Pozzle Treasury

How is the Treasury managed?

Pozzle Planet's Treasury is structured with a focus on long-term sustainability and economic value as well as ensuring that all assets are transparently held and remain compliant under related Pozzle Planet LLC status. All incoming funds (in fiat, ETH or other crypto) from token sales, fees or revenues from the Pozzle ecosystem, are managed by the Treasury.
Early on, the Core & Founding Team manage the Treasury and have full governance over the token distribution across all areas, with the support of a team of specialised Treasury core contributors from the Pozzle Guild. This setup remains in place until such time as sufficient decentralization has occurred and Pozzle Planet has been transitioned into DAO state.
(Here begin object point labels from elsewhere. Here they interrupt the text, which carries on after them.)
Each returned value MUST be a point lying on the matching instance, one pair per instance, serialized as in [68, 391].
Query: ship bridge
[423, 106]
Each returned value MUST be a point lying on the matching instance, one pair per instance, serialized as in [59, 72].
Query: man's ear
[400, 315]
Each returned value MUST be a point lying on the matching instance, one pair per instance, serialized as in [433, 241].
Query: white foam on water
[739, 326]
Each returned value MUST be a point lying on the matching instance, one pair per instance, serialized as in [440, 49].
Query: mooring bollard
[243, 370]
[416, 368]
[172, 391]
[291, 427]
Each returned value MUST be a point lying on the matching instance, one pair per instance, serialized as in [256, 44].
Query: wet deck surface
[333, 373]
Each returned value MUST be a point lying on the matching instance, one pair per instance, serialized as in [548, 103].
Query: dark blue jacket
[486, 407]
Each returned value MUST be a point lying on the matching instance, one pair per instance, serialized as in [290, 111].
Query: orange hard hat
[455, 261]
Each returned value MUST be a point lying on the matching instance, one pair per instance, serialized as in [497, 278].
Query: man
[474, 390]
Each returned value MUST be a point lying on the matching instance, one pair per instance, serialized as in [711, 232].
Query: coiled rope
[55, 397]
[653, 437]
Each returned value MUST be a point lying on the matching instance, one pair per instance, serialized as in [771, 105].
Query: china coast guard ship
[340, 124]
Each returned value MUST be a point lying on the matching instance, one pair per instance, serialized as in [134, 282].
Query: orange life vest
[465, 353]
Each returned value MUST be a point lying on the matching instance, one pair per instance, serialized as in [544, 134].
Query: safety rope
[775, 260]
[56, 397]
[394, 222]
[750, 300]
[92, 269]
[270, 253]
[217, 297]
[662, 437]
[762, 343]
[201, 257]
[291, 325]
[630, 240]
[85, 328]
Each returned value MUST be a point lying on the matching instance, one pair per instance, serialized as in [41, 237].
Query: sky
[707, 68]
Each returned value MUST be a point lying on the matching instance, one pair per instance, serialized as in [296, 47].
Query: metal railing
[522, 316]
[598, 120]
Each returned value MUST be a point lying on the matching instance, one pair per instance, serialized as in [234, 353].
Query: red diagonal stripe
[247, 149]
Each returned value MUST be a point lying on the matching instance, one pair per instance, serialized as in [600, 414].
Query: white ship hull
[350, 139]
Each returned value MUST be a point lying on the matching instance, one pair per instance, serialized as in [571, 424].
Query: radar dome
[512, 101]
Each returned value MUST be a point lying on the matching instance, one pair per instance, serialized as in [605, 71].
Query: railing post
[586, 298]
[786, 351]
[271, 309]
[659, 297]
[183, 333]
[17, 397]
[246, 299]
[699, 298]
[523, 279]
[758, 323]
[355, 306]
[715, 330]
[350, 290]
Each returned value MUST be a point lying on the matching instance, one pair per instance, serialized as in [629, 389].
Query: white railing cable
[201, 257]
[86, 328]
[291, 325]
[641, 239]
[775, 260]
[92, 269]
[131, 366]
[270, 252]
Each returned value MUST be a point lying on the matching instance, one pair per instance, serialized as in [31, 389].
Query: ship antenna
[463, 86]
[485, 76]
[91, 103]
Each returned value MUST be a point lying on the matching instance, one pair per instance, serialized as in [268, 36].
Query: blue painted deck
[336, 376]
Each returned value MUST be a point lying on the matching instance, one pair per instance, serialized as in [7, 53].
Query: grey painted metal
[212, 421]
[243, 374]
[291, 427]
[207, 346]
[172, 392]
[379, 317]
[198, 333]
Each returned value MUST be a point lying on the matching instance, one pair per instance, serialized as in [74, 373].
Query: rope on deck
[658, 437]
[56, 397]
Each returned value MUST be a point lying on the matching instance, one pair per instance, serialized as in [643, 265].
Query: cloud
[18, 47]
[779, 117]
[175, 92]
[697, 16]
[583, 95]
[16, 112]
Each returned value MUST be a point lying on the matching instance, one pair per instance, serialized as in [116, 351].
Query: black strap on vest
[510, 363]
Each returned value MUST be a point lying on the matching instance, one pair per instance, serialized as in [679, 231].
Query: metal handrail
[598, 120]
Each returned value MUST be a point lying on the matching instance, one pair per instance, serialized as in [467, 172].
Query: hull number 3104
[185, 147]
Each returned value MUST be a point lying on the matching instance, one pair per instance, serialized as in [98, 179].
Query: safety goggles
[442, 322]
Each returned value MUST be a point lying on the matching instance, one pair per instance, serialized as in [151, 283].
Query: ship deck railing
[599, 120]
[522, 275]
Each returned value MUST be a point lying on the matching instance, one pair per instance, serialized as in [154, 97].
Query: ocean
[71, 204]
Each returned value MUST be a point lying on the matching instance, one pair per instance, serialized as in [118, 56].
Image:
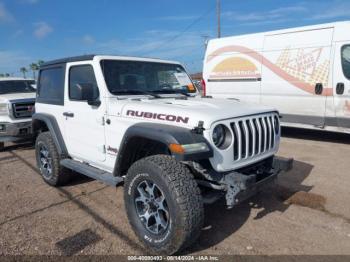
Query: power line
[182, 32]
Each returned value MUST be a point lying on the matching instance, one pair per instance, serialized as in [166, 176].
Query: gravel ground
[307, 212]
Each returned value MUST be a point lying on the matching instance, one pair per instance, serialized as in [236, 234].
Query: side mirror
[85, 92]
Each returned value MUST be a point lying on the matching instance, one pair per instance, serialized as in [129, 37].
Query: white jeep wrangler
[17, 99]
[138, 121]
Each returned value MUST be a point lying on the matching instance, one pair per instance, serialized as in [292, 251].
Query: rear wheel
[48, 161]
[163, 204]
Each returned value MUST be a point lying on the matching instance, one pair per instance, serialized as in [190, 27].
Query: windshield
[16, 86]
[139, 77]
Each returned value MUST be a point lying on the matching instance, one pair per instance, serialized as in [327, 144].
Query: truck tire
[48, 161]
[163, 204]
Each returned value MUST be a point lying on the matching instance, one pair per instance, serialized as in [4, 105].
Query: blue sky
[47, 29]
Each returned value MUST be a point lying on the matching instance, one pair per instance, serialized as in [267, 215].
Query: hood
[14, 96]
[187, 112]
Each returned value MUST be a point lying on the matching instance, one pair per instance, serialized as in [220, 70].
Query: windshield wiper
[136, 92]
[171, 92]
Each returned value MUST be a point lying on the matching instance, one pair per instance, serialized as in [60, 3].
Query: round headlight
[219, 134]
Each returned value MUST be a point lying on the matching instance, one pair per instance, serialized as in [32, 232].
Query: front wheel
[163, 204]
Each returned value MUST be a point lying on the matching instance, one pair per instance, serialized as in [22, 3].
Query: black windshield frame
[16, 86]
[145, 75]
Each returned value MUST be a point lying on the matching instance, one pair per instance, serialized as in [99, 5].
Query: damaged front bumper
[237, 186]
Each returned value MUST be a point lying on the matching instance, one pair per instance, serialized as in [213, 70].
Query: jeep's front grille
[254, 136]
[23, 109]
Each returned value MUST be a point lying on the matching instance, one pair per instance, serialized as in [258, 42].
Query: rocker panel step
[92, 172]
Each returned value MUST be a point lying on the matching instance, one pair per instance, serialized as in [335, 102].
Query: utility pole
[218, 7]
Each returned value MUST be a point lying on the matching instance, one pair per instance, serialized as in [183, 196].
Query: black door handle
[340, 89]
[318, 88]
[68, 114]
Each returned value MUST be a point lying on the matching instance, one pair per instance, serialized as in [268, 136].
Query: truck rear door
[295, 74]
[341, 84]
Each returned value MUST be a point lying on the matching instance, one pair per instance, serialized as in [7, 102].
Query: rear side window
[51, 86]
[345, 60]
[83, 74]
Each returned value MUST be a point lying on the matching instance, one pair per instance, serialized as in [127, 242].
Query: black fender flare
[165, 134]
[54, 129]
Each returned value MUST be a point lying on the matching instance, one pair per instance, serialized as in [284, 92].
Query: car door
[295, 75]
[341, 83]
[84, 123]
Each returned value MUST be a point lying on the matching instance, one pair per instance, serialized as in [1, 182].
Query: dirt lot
[308, 212]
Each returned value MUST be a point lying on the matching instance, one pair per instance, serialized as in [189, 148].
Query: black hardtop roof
[68, 59]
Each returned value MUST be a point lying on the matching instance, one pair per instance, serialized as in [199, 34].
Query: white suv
[17, 99]
[139, 122]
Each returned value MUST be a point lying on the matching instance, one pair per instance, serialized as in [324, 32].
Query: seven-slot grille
[23, 109]
[254, 135]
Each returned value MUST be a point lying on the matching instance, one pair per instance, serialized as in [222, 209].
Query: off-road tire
[183, 198]
[59, 175]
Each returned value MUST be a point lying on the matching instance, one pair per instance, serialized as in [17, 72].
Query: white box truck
[303, 72]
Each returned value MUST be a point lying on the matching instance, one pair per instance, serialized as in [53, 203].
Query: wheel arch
[45, 122]
[159, 136]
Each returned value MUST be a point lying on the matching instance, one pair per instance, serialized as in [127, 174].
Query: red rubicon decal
[327, 91]
[164, 117]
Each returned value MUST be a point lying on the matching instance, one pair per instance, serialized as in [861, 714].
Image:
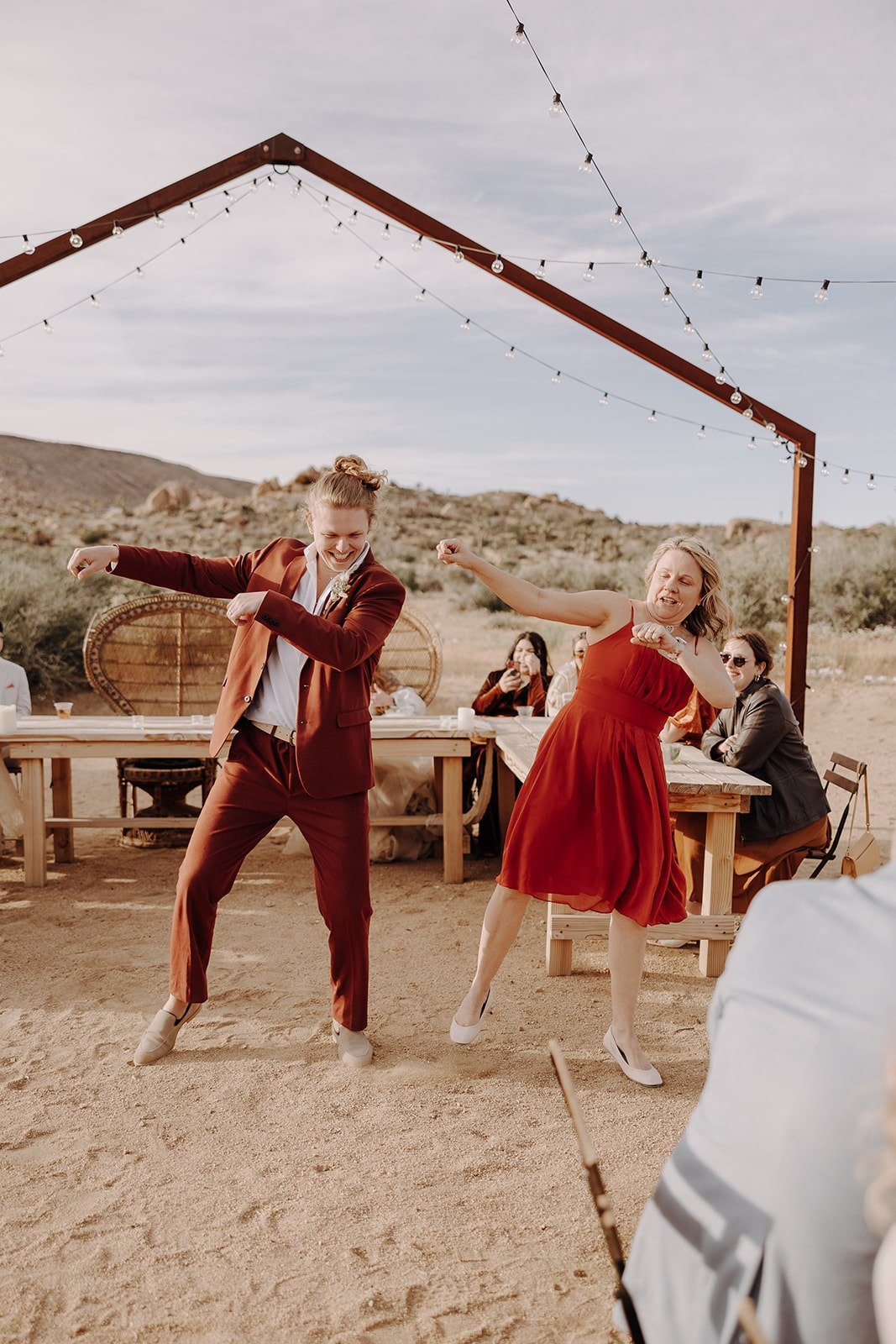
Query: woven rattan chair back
[159, 655]
[412, 654]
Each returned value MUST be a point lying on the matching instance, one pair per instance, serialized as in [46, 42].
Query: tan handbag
[862, 853]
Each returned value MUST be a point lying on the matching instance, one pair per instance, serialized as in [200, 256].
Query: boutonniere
[340, 586]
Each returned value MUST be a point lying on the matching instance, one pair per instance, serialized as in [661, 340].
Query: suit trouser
[757, 864]
[257, 788]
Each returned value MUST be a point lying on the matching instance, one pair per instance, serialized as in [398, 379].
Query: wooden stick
[598, 1193]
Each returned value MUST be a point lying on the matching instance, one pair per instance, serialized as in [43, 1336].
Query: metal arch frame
[282, 150]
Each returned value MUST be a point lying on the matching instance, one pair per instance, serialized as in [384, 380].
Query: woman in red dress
[591, 823]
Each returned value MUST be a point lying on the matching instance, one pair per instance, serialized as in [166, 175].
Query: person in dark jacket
[762, 737]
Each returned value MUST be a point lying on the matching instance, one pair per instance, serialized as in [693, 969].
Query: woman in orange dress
[591, 824]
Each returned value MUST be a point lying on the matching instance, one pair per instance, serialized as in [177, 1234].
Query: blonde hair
[348, 484]
[712, 617]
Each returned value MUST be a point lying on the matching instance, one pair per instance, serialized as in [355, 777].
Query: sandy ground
[249, 1189]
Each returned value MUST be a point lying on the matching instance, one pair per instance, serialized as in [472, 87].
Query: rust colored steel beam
[282, 150]
[799, 580]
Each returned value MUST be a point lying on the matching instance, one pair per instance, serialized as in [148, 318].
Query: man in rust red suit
[311, 622]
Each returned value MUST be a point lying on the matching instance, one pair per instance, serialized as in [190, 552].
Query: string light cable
[512, 349]
[134, 270]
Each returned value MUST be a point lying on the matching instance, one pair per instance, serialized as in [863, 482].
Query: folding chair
[835, 777]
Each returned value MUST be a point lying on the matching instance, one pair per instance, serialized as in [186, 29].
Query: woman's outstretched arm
[591, 609]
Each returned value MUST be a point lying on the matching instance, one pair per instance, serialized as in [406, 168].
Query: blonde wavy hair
[348, 484]
[712, 617]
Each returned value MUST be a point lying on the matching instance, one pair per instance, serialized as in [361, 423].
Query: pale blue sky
[752, 139]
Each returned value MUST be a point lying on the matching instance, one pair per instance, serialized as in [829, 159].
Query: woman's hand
[92, 559]
[244, 606]
[452, 551]
[653, 636]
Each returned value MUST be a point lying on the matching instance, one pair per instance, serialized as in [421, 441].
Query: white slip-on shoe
[647, 1077]
[466, 1035]
[352, 1047]
[160, 1035]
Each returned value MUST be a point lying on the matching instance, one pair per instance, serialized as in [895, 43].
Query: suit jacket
[332, 732]
[763, 1195]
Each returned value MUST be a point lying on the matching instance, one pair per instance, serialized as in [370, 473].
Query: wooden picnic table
[694, 785]
[40, 738]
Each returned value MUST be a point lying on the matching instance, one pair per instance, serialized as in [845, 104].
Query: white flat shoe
[160, 1035]
[466, 1035]
[352, 1047]
[647, 1077]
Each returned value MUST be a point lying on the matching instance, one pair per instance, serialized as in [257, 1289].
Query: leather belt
[273, 730]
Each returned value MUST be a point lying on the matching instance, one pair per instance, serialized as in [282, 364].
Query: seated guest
[763, 1195]
[564, 682]
[390, 696]
[524, 679]
[13, 685]
[762, 737]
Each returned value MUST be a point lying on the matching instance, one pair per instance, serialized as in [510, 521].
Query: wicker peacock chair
[160, 655]
[412, 654]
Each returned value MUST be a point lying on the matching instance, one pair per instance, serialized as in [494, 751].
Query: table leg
[718, 884]
[63, 837]
[453, 819]
[506, 793]
[34, 835]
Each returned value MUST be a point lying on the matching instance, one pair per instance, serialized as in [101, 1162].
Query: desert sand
[249, 1189]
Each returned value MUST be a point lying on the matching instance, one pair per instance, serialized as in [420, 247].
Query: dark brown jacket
[768, 745]
[343, 644]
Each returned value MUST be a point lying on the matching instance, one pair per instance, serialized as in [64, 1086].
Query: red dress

The Treasury is managed via incorporating tools like Coordinape, Llama, Snapshot, Parcel and Gnosis, and is committed to being 100% transparent and operating with the utmost integrity.

Treasury Multi-sigs

There are 6 multi-sigs (doxxed / verified) for our Gnosis Safe vaults which requires a majority for transactions. Signatories:
The DAO is growing with currently over 30+ daily core contributors, and over time the Treasury will continue to increase the amount of contributors and stakeholders. Eventually, $POZ or Governance token holders are expected to replace the early team as administrators of the Protocol.

How does the Treasury fund ‘PoL’ Protocol Owned Liquidity?

Taking inspiration from other successful project launches and the unique nature of Pozzles, Pozzle Planet initially fundraises through a mix of the following mechanics:
$POZ token pre-sales (see $POZ Pre-Sales) for initial treasury funding are available, where an NFT is created to represent auto-staked (locked) $POZ tokens and these NFTs can later be sold in the market if the user requires liquidity. The initial liquidity in the $POZ pool will come from an 'LBP' / Bootswap event following the example of WhiteWhale protocol.
Once the above are implemented we introduce bonding. Bonding is for impact tokens and other tokens that the Treasury deems worth accumulating. There are limits on bonding set by the Protocol. This way the POZ tokens are not diluted rather are a strategic sell by the Protocol in order to stabilise price and growth.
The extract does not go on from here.